The US Federal Bureau of Investigation (FBI) issued a warning about a surge in HiatusRAT malware attacks that are actively scanning for and infecting vulnerable web cameras and DVRs exposed online. The attacks mainly focus on Chinese-branded devices that are either awaiting critical security patches or have reached end-of-life status.
In March 2024, HiatusRAT actors conducted a scanning campaign targeting Internet of Things (IoT) devices in the US, Australia, Canada, New Zealand, and the United Kingdom, according to the FBI. The threat actors scanned web cameras and DVRs for a range of vulnerabilities, including CVE-2017-7921, CVE-2018-9995, CVE-2021-33044, CVE-2021-36260, and weak vendor-supplied passwords.
HiatusRAT is a Remote Access Trojan (RAT), which has been in active use since at least July 2022. RATs allow malicious cyber actors to remotely control targeted devices, facilitating data theft, surveillance, and other malicious activities. The HiatusRAT campaign initially focused on outdated network edge devices.
Recent analysis revealed that the malware has also been deployed to target Taiwan-based organizations and conduct reconnaissance against a US government server used for submitting and retrieving defense contract proposals.
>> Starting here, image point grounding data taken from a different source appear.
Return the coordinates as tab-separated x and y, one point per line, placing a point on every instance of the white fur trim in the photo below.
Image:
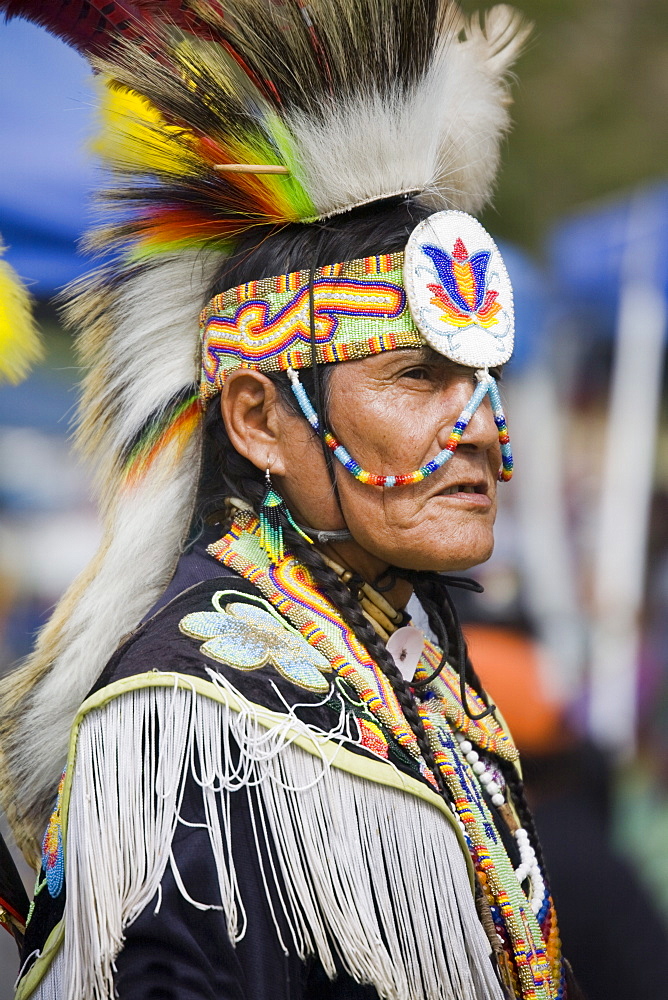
440	138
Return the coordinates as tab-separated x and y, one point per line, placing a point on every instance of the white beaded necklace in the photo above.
528	867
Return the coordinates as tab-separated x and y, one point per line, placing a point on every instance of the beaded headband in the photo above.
449	290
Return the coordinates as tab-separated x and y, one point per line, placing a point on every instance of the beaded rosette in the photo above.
449	290
521	906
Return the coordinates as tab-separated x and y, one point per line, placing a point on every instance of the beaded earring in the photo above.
272	511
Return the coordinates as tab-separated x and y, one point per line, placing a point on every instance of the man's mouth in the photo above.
478	488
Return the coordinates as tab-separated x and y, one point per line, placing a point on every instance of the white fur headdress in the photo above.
353	101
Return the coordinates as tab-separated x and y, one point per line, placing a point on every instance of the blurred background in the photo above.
571	635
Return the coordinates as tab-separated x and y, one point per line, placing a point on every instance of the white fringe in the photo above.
334	837
52	985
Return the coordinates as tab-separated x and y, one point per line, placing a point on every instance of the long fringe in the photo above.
366	873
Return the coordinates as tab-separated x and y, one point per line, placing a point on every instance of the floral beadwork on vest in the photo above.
531	960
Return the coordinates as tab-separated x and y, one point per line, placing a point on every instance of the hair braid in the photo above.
516	787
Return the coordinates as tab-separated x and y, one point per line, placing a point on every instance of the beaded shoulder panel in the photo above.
529	959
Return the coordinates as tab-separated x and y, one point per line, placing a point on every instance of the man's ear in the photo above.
249	407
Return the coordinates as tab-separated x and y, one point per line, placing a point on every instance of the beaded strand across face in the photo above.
486	386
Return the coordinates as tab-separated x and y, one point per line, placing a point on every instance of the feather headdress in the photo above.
348	101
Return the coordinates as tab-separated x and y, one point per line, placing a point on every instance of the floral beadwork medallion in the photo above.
459	291
248	637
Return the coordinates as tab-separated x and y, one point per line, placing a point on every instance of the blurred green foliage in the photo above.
591	110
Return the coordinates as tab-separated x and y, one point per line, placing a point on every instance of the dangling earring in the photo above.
273	508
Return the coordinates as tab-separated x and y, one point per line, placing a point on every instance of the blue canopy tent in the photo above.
45	173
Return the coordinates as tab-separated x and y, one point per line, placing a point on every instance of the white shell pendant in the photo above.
405	647
459	292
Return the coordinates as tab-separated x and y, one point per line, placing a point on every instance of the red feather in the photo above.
92	26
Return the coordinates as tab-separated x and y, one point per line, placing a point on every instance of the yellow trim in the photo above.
381	772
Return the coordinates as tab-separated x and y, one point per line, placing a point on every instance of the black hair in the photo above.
383	227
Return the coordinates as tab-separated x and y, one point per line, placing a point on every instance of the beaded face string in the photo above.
487	386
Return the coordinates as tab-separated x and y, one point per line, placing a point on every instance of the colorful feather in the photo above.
94	26
19	340
359	100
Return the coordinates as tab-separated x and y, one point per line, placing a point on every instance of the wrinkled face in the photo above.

The latest wave of attacks exploits vulnerabilities in IoT devices, particularly Xiongmai and Hikvision-branded web cameras and DVRs. Many of these devices remain unpatched, leaving them exposed to exploitation. The FBI noted that the attackers leveraged tools such as
an open-source webcam scanning tool called Ingram and Medusa, a brute-force authentication tool used to crack weak telnet access passwords.
Targeted TCP ports included 23, 26, 554, 2323, 567, 5523, 8080, 9530, and 56575.
To mitigate the risk, the FBI recommends that organizations implement immediate steps to secure their devices and networks, including patching and updating the systems, strengthening and regularly changing passwords, limiting the use of vulnerable devices and isolating them from the rest of the network, and regularly monitoring network activity.